The remaining $700 went into a savings account — the first time, Lucille told me, she’d had more than $200 in savings since early 2022.
But the refund did not fix the larger picture. Rent is still $2,150 a month. Lucille’s Camry had started making a noise she described as “the kind you try not to think about.” Marco’s hours at the warehouse were cut in February 2025, trimming their household income by roughly $400 a month. She estimated she’d need to drive an extra eight to ten hours a week through spring to compensate.
When I asked if she planned to return to the VITA clinic for her 2025 filing, she nodded immediately. Gerald had already told her to start tracking her miles properly from January 1. She’d downloaded a mileage-logging app the same week. She almost smiled when she mentioned it — the small, worn smile of someone who has decided that learning the system is the only option left.
What Lucille’s Case Reveals About Gig Work and the Tax Code
Lucille’s experience is not rare. According to the IRS self-employed tax center, gig workers who fail to document deductible business expenses routinely overpay their effective tax rate — because the gross income on a 1099-K from a platform like Uber reflects earnings before any business costs are subtracted. For ride-share drivers, vehicle expenses alone can represent tens of thousands of dollars in legitimate deductions per year.
The Child Tax Credit, which the IRS makes available to taxpayers with qualifying children under 17, begins phasing out at $200,000 for single filers and $400,000 for married couples filing jointly. For most gig workers, the issue is not earning too much — it is miscalculating their AGI and inadvertently creating the appearance that they do.

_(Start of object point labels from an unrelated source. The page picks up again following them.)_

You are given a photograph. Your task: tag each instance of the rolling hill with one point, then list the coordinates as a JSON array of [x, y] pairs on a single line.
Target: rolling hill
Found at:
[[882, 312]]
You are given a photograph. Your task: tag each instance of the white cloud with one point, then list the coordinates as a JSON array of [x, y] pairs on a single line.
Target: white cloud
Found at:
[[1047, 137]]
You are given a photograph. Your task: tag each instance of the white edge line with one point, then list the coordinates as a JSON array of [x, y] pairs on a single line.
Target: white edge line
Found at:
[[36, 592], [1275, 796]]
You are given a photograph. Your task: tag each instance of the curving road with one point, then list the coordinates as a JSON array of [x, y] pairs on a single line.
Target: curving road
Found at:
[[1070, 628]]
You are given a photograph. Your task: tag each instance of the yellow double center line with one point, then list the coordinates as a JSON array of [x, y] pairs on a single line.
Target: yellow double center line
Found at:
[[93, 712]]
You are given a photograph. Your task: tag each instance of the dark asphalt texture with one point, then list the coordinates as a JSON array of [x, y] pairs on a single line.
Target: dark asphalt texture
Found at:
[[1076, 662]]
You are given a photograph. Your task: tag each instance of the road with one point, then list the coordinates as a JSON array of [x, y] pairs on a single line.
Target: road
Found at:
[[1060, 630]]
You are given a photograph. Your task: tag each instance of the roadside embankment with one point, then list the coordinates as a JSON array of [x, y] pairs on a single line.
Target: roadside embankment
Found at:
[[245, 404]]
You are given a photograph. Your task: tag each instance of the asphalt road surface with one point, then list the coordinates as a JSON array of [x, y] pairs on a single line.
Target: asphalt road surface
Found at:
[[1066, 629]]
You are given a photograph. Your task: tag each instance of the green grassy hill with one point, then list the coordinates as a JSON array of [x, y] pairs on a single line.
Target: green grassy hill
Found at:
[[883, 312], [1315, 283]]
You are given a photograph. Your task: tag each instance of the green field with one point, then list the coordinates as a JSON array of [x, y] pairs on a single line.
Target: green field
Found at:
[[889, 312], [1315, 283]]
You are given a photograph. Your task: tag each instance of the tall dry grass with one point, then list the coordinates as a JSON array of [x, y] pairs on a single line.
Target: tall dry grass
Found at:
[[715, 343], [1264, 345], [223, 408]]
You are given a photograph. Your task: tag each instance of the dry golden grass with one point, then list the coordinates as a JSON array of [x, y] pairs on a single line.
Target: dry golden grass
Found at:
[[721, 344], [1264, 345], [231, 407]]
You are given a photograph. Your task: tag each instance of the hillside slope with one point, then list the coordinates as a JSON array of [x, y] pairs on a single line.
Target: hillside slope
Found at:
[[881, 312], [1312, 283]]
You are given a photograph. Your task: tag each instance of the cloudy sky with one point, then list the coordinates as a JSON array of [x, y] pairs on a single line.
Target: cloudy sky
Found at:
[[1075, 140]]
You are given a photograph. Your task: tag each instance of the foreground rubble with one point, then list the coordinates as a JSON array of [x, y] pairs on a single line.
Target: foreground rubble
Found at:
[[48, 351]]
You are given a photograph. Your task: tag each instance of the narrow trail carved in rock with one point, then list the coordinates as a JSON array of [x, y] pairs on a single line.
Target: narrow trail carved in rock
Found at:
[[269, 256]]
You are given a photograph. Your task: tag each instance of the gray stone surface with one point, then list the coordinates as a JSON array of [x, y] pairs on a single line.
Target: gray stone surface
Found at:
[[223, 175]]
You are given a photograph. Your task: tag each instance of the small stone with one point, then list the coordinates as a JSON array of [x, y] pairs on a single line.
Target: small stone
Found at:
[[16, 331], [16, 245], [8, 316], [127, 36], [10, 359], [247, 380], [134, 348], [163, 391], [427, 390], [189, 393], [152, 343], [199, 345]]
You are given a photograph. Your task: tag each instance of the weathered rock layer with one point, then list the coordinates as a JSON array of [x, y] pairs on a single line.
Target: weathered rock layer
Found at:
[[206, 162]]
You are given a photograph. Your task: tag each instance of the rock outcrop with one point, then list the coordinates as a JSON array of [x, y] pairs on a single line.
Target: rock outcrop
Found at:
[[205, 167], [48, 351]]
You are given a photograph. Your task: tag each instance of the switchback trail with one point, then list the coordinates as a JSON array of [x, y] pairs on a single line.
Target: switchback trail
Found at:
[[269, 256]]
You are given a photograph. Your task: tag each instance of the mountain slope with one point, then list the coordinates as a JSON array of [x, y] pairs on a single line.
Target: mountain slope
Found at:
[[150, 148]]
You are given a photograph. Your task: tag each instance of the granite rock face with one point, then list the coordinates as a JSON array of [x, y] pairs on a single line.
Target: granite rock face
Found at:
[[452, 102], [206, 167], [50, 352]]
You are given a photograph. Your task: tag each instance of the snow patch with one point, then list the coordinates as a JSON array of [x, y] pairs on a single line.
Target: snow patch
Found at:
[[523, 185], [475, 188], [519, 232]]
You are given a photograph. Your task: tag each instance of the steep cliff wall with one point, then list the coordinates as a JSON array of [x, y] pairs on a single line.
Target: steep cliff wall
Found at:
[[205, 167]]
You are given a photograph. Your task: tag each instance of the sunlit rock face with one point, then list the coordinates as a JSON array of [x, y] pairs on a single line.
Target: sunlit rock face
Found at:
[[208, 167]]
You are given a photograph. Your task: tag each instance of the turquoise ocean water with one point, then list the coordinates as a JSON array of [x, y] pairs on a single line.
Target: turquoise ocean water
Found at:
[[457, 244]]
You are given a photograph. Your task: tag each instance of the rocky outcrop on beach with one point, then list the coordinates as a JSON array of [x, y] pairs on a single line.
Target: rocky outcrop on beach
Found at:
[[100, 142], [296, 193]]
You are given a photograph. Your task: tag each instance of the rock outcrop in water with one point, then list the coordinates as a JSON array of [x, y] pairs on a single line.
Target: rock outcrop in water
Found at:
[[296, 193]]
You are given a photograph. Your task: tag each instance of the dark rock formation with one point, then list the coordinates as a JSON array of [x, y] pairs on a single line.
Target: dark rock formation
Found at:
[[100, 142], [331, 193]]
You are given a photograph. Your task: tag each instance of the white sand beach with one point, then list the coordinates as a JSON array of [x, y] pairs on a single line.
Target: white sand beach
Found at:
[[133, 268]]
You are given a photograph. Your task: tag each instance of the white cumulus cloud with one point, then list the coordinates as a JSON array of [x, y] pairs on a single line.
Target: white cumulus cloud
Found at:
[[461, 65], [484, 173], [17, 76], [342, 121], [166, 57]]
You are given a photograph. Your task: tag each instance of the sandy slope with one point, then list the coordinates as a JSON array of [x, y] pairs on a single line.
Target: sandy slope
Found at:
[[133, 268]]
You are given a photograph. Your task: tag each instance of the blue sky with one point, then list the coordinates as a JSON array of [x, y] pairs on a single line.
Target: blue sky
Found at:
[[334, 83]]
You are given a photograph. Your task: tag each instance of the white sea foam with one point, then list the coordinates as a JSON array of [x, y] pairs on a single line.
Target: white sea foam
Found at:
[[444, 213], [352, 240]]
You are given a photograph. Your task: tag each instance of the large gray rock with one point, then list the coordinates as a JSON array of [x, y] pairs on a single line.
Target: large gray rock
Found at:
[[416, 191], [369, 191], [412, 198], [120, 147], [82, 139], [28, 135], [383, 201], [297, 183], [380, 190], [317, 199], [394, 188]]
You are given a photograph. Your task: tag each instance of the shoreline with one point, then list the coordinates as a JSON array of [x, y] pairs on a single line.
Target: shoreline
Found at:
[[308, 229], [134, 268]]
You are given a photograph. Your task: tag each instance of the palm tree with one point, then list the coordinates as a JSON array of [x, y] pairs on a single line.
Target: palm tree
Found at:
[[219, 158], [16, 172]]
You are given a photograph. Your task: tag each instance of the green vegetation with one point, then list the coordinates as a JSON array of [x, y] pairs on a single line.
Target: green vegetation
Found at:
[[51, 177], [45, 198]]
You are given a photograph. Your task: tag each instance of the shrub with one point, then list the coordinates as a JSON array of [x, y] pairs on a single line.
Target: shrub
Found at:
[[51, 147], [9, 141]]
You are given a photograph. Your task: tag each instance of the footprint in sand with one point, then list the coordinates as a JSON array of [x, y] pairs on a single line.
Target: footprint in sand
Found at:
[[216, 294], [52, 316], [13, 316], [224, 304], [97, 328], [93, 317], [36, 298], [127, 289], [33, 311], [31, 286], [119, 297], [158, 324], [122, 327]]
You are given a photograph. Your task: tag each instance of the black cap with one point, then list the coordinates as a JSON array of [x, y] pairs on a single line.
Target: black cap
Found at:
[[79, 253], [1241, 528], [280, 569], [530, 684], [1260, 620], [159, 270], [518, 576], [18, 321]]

What the VITA program does — and what Gerald did for Lucille — is thread those pieces together for filers who have no tax background and no money to pay a preparer. The program is free, operates at thousands of locations nationwide, and according to the IRS VITA program page, served over 3.2 million returns in the most recent filing season. Lucille’s return was one of them.
As I watched her walk back to her Camry after we finished talking — one eye already on her phone to check for incoming ride requests — I thought about the $7,800 in child support that had never come, the dental bill, the noise in the engine she was pretending not to hear. The refund was real. The relief was real. So was the knowledge that in eleven months, she would have to navigate the whole system again from scratch, and hope Gerald was still there.
“I’m tired,” she told me as she unlocked the car. “But I’m still here.” She said it the way people say things they’ve had to remind themselves of more than once — not as triumph, just as fact.